The Supreme Court of Washington. En Banc
Apr 23, 1970
468 P.2d 440 (Wash. 1970)


No. 40859.

April 23, 1970.

[1] Workmen's Compensation — Statutory Provisions — Construction. The rule requiring that a liberal construction be given the Industrial Insurance Act is subject to reasonable limitations.

[2] Workmen's Compensation — Employments Covered — Electric Key Punch Machine Operator. A "workshop," which is defined in RCW 51.08.190 for purposes of coverage under workmen's compensation as any "room or place wherein power machinery is employed and manual labor is exercised," does not include an office employing operators of electric key punch machines. The employee is not operating "power driven machinery," nor performing "manual labor," but rather is performing office work of a clerical nature.
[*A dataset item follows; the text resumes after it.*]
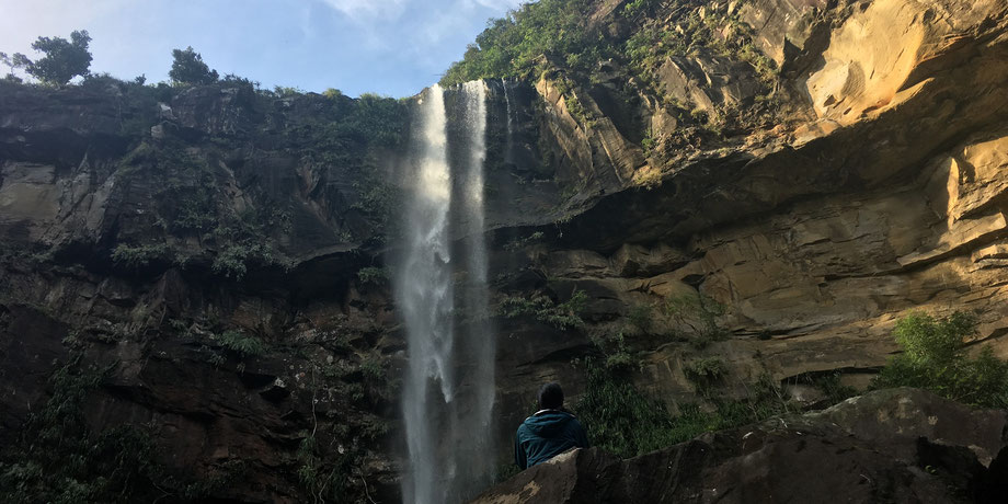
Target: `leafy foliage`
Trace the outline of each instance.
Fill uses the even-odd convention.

See Ann. 83 A.L.R. 1018; 58 Am. Jur., Workmen's Compensation (1st ed. §§ 91, 117).

Appeal from a judgment of the Superior Court for Spokane County, No. 189226, Raymond F. Kelly, J., entered October 11, 1968. Reversed.

Action to review an order of the Board of Industrial Insurance Appeals. Defendants appeal from a judgment in favor of the plaintiff.

The Attorney General, Michael E. Donohue and Thomas R. Chapman, Assistants, Reiley Annis, and Paul A. Bastine, for appellants.

Geo. W. Young, for respondent.

July 6, 1966 Rita Scott was injured while at work when a chair rolled out from beneath her when she attempted to be seated. July 19, 1966 she filed her report of accident with the Department of Labor and Industries seeking compensation for the injury.

August 26, 1966 the Supervisor of Industrial Insurance rejected her claim, stating that she was not an insured under the Industrial Insurance Act. The Board of Industrial Insurance Appeals sustained the order of the Department of Labor and Industries. The superior court, sitting without a jury, thereafter entered findings of fact, conclusions of law and judgment reversing the order of the board and remanded the cause to the Department of Labor and Industries for further proceedings. The department and Data Processing Services, Inc., Rita Scott's employer at the time of the accident, appeal.

The facts are undisputed. Rita Scott and four other persons were employed as key punch operators in a room where seven key punch machines were located. The employer furnished each operator with certain written information pertaining to the business operations of a client, and the key punch operator then transferred that information onto IBM cards by depressing the key punch machine keys which perforate the IBM card. Each machine holds approximately 500 cards, and an operator punches about 2,000 cards per day.

On the day in question, Mrs. Scott returned from a supply room with some IBM cards. When she attempted to seat herself on the chair in front of a key punch machine, the chair rolled out from beneath her, she landed on the floor and was injured.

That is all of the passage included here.